DS-6030 Homework Module 5

Author

Note

In module 5, we learned about tuning hyperparameters of models. In this homework, we are using L1/L2 penalties and dimensionality reduction using PCA and PLS to control the flexibility of our models and reduce the risk of overfitting. We will apply these techniques to build classification and regression models. Both assignments 1 and 2 use datasets from previous assignments. You can reuse the preprocessing steps from these assignments.

You can download the Quarto Markdown file and use it to answer the following questions.

If not otherwise stated, use Tidyverse and Tidymodels for the assignments.

As you will find out, the knitting times for the assignment will get longer as you add more code. To speed up the knitting process, use caching and parallel processing. You can find more information about caching and parallel processing in the online material.

WarningLLM use

You may use LLMs (ChatGPT, Claude, Copilot, etc.) on this assignment. If you do, you must:

  1. Disclose which LLM you used and roughly what for (concept clarification, code generation, prose review).
  2. Include the prompts for any output you used substantially. Paste them into a “LLM use” appendix at the end of your submission.
  3. Verify the output — LLMs frequently make small but plausible-sounding errors (wrong variable names, made-up tidymodels functions, wrong claims about dataset properties). Check anything you keep against the course material or the actual data.

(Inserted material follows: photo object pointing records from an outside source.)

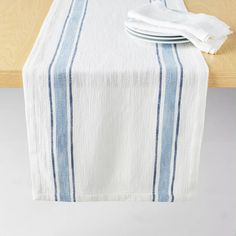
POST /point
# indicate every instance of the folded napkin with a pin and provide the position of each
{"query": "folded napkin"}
(109, 119)
(206, 32)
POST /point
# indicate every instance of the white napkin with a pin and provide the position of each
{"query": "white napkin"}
(206, 32)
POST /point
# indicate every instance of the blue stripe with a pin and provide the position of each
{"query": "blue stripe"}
(50, 102)
(157, 124)
(70, 27)
(71, 102)
(60, 86)
(178, 120)
(168, 122)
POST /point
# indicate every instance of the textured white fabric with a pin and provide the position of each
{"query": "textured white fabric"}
(206, 32)
(107, 118)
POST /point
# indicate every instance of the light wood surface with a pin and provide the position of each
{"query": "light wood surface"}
(20, 21)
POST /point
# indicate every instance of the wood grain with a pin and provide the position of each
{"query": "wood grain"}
(21, 20)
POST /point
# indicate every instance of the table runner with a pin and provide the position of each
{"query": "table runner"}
(109, 118)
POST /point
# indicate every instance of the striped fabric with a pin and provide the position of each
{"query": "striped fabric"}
(109, 118)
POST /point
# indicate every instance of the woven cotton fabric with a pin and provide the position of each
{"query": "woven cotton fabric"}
(109, 118)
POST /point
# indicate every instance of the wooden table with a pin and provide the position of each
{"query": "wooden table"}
(20, 21)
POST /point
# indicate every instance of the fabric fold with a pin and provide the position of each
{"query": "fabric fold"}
(109, 119)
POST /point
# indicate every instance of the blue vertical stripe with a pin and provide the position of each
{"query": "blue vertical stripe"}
(168, 122)
(60, 87)
(59, 118)
(157, 124)
(178, 121)
(50, 102)
(71, 101)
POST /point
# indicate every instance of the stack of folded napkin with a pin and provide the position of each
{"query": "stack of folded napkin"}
(206, 32)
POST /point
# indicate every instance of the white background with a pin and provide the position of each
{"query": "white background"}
(212, 212)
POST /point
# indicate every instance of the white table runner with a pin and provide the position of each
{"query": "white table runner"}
(109, 118)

The grader will spot-check disclosure. Undisclosed LLM use is treated as a citation failure.

1. Regularization concepts (2 points)

(1.1) Why is step_normalize typically applied before L1/L2 regularization? What goes wrong if you regularize without standardizing predictors first? (1 point - discussion)

NoteLLM assignment

(1.2) Now consider when standardization is not appropriate. Ask an LLM: “When should I not apply step_normalize before fitting a model?”

Evaluate the LLM’s answer:

  • Does it identify specific cases where normalization is unnecessary or harmful (e.g., tree-based models that are scale-invariant, dummy / indicator predictors after step_dummy, sparse features where centering destroys sparsity)?
  • Or does it give vague advice without concrete examples?

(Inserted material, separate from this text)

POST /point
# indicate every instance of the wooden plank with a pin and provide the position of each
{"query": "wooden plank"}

Add at least one example to its list in your own words, with a short justification.

(1 point - discussion)

2. Build elasticnet model for predicting airfare prices (L1/L2 regularization)

The Airfares.csv.gz dataset was already used in problem 1 of module 2. In that assignment, we built a model to predict the price of an airline ticket FARE using a linear regression model. In this assignment, we will build a model to predict the price of an airline ticket FARE using a linear regression model with both L1 and L2 regularization (tuning parameters mixture and penalty).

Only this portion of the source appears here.